The water already heated in module I can already be used (as process water or Heater).

The water in modules II, III and IV continues to heat up according to the sequence or the preheated water flows from these modules to the next floor.  

Commercial control devices (differential controllers) provide appropriate pump commands to To prevent energy returns.

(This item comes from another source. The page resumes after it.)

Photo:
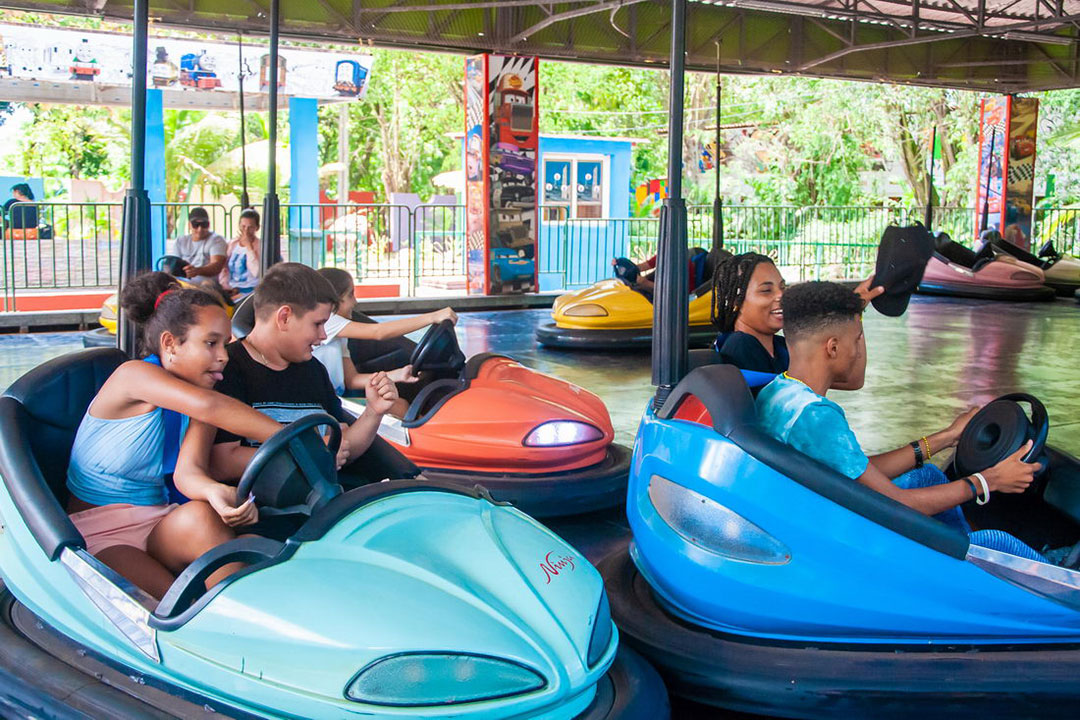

The memory modules are installed on a statically calculated support structure ( 17 ). Wall anchors used on site can also be used for this.

advantages

• 1. A very good stratification of the water temperature occurs, that is, quick use of hot water from the sub-area (module I).
• 2. Constantly further energy transfer in the other layers, up to module IV, because here A Δt required for heat transfer is present for a very long time. The efficiency it gets very high.
• 3. The return temperature from the tube heat exchanger becomes a low Ni for a very long time own veau. This means that this carrier medium is again ready for a lot of energy (Solar heat).
• 4. Large stores are very heavy and often not through narrow doors due to their large dimensions and transport stairs. Modules of the MSS system fit everywhere.
• 5. 2, 3 or 4 modules can be combined. Different volume sizes can be used for this:
  e.g. B .:
  4,100 ltr = 400 ltr total volume
  3.75 ltr = 225 ltr total volume
  4.75 ltr = 300 ltr total volume
  1,100 ltr + 2.75 ltr = 250 ltr total volume
  3,100 ltr + 1.75 ltr = 375 ltr total volume
  or for an apartment building with z. B. three families:
  3.4.100 ltr = 1200 ltr total volume
  etc.
  Almost any combination is conceivable, ie many variations are possible with just a few module variants (here 75 ltr and 100 ltr).
• 6. Very easy transportation by 1 or 2 men. No long-term physical damage due to high carrying weights.
  A normal steel storage 400 ltr. weighs approx. 150 kg and can only be brought into the building with 3 to 4 men with great effort. This does not apply here.
• 7. The space requirement is smaller due to the slim tube body than with conventional water storage (can be reduced with square modules ( Fig. 5)).
• 8. Individual control options for individual memory modules possible.
• 9. Additional heat exchanger ( 8 ) can be easily installed (e.g. for reheating by another heat source in module I).
• 10. Electric heating resistor for post-heating can also be installed (via thermostatic control) ( 5 ).
• 11. The insulation of the storage unit ( 16 ) is simple and there are smooth, closed wall units, clean and easy to open for inspection purposes.
• 12. Overheating of the storage water if too much solar energy is introduced can be avoided by ventilating the modules ( Fig. 2). In the event of overheating, a thermostat switches on a fan which allows fresh air ( 13 ) to flow along the outer walls of the modules. The air flow absorbs excess heat, which is conducted to the outside by means of the air duct ( 15 ). Too much solar heat is continued.
  A safety factor arises.
• 13. Very cheap connection of circulation circuits ( 7 ) without negative stratification destruction.

Reference list

1

Connection: water

2nd

Strap for feelers

3rd

Contact sensor for control

4th

Connection: solar

5

Pipe heat exchanger

6

Connection pipes (different pipe dimensions)

7

Connection circulation

8th

Heat exchanger: post heating

9

Connection: post-heating (forward / return)

10th

Connection: water (warm)

11

Solar circuit (forward / return)

12th

Connection water (cold)

13

Fresh air (cold)

14

Air flap (automatic)

15

Exhaust air (warm)

16

Insulating housing

17th

Support frame

18th

Pump (solar circuit)

19th

Square module (MSS-4 Q)

Claims (1)

The interconnection of tubular small memory modules to a desired, he calculated large memory unit.
Each storage module has a proportional heat exchanger for the introduction of heat.
The interconnection of the memory modules according to the circuit diagram results in a high degree of temperature stratification.
Overheating of the storage due to unavailable solar energy is dissipated through safety ventilation of the module surface.
The design of the memory modules, the combination and interconnectivity as shown, including overheating protection, we call the "module-layer-memory system" (MSS system).